There are things that a lawyer cannot do or, if he can, that are not simple. Donating the donor’s assets during their lifetime or indicating how their assets are to be distributed upon death falls into this category.
Generally, in England and Wales, a solicitor does not have the power to gift the donor’s property; in Scotland, it is possible to include powers allowing the trustee to make substantial gifts.
In England and Wales, a solicitor should ask three questions if considering making a donation on behalf of an incapable donor.
- Is the donation to someone connected or related to the person – or to a charity they would normally have been able to donate to?
- If the gift is for a person, is it given on a usual occasion?
- Is the gift of reasonable value, given the size of the person’s estate and their anticipated future needs?
If the answer to any of these questions is “no”, it is necessary to seek authorization from the protection court before making the donation.
Remember, however, that an attorney must act in the donor’s best interests at all times.
Giving away the donor’s property to help family members or to alleviate an Inheritance Tax (IHT) bill offers no obvious benefit to the donor, so don’t assume a claim will be granted.
It is important to remember that when lawyers exceed their authority to give gifts, the Office of the Public Guardian may investigate the actions of the lawyer.

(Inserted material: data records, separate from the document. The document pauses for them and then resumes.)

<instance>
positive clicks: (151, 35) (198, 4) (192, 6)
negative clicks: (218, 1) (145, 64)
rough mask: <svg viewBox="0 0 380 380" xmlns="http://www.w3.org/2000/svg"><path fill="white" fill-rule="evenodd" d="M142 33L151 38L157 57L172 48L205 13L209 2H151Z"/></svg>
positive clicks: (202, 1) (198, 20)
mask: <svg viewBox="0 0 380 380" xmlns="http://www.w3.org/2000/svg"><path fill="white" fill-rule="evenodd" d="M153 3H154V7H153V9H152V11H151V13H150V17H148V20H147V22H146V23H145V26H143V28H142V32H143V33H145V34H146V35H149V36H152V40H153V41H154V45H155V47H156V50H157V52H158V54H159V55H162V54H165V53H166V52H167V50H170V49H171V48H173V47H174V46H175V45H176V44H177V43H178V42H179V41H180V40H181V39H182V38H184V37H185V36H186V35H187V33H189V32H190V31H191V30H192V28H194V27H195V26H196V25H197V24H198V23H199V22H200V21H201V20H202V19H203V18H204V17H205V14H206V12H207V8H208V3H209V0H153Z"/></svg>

They can ask the lawyer to seek retroactive approval from the court of protection and, in some cases, the gifts may have to be returned. The lawyer could be removed from office and, in extreme cases, the police could be alerted if fraud is suspected.
Why a will is important
A lawyer also cannot write or make changes to the donor’s will without applying to the protection court. Even if a request is made, the court requires detailed information on why the donor would have wanted to distribute his estate in this way.
A mental capacity assessment should also be done by a medical professional, as an attorney can only apply when the donor has lost capacity.

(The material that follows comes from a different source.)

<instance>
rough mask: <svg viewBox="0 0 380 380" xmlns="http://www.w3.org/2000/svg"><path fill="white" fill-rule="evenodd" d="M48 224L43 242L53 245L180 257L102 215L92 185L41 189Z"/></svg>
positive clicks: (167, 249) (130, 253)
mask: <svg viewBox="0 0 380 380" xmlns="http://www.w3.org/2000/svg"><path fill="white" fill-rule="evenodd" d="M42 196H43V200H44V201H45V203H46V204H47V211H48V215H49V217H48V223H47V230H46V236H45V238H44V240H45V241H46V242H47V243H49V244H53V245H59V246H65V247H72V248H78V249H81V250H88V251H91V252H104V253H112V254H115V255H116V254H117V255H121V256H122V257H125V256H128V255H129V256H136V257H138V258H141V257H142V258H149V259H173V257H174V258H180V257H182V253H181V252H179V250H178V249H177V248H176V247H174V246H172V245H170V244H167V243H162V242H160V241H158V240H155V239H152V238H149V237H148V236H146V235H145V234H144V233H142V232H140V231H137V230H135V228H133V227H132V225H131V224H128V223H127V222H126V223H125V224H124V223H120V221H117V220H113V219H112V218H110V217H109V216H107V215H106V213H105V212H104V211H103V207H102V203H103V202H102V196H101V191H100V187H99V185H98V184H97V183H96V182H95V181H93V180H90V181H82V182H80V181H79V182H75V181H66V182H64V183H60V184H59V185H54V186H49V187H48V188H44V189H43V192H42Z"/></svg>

A well-drafted will ensures that your estate is distributed according to your wishes. It can also help with IHT planning, so it’s important to review a will if there are any changes to the IHT rules.
Make sure this information is up-to-date rather than assuming your attorney can deal with it later, ensuring your estate is distributed efficiently to the right people.

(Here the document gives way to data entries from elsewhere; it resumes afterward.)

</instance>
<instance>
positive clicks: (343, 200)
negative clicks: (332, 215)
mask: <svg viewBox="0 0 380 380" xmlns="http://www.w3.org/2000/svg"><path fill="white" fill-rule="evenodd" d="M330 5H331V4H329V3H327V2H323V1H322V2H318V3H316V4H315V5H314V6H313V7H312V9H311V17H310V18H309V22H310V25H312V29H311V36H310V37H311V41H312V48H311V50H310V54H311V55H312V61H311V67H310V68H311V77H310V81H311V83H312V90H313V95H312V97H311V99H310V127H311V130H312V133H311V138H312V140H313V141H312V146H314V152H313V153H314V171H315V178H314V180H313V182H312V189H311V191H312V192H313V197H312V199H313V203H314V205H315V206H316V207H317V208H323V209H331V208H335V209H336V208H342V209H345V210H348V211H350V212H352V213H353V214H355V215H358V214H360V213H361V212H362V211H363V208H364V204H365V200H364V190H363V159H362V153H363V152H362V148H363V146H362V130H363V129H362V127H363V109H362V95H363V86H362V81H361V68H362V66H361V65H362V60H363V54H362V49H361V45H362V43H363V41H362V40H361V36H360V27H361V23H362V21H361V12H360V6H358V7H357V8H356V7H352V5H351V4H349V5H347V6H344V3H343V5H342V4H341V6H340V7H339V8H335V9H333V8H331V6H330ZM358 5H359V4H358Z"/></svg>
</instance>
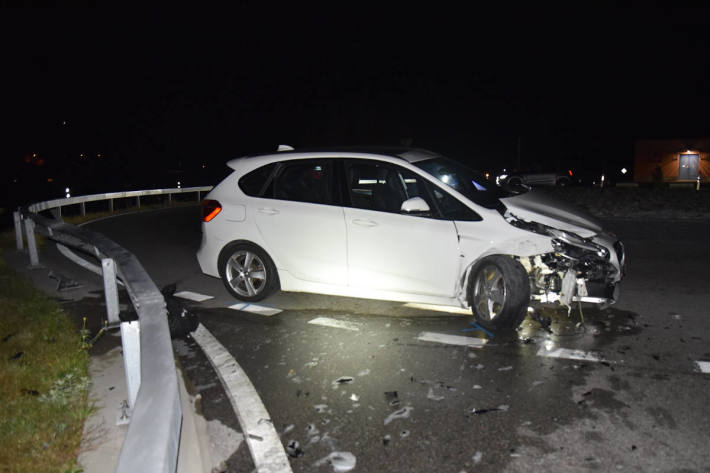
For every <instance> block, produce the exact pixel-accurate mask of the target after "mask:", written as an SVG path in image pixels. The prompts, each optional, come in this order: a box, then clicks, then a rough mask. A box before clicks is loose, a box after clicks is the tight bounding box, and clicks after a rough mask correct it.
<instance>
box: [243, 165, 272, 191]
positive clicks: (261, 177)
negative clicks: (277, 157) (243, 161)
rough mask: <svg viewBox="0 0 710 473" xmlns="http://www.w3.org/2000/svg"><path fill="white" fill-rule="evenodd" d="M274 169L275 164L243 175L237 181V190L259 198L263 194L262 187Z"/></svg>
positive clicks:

And while a lawyer can transfer the donor’s pension, they can’t make a death benefit appointment.
Most plan administrators have discretion to allocate death benefits, so a member appointment is not legally binding.
But it is still a useful document that helps plan administrators understand the affiliate’s wishes.
The absence of a nomination completed by the member could result in death benefits being distributed in a way that the member did not want, but there are also potential tax benefits to having a nomination in place.
The flexible death benefit options available under Retirement Freedoms mean that a pension can continue across generations without IHT. If the member dies before age 75, it can also provide tax-efficient income to family members.
However, the legislation stipulates that when the member dies with one or more dependants, only these can access the flexi-access draw, unless other people have been specifically designated.
Designated death benefits
Failure to nominate (or inaccurately nominate) may lead to undesirable results. For example, a member could die leaving a dependent spouse and non-dependent adult children. Assuming the scheme offered flexible death benefits, the spouse would have the option of receiving a lump sum or income via an annuity or dependant’s levy.
But unless adult children were specifically named, they would be limited to a lump sum with no possibility of retaining death benefits in the pension system. This could lead to IHT issues as well as the loss of tax-efficient investment packaging.
If the past two years have taught us anything, it’s that no one knows what the future holds. It’s impossible to plan for every eventuality, but good financial planning can help mitigate some of the risks.
Although there are restrictions on the powers that lawyers have, having a power of attorney in place is one of the cornerstones of good financial planning. Remember that there is no substitute for the dealer to act while still mentally capable of doing so.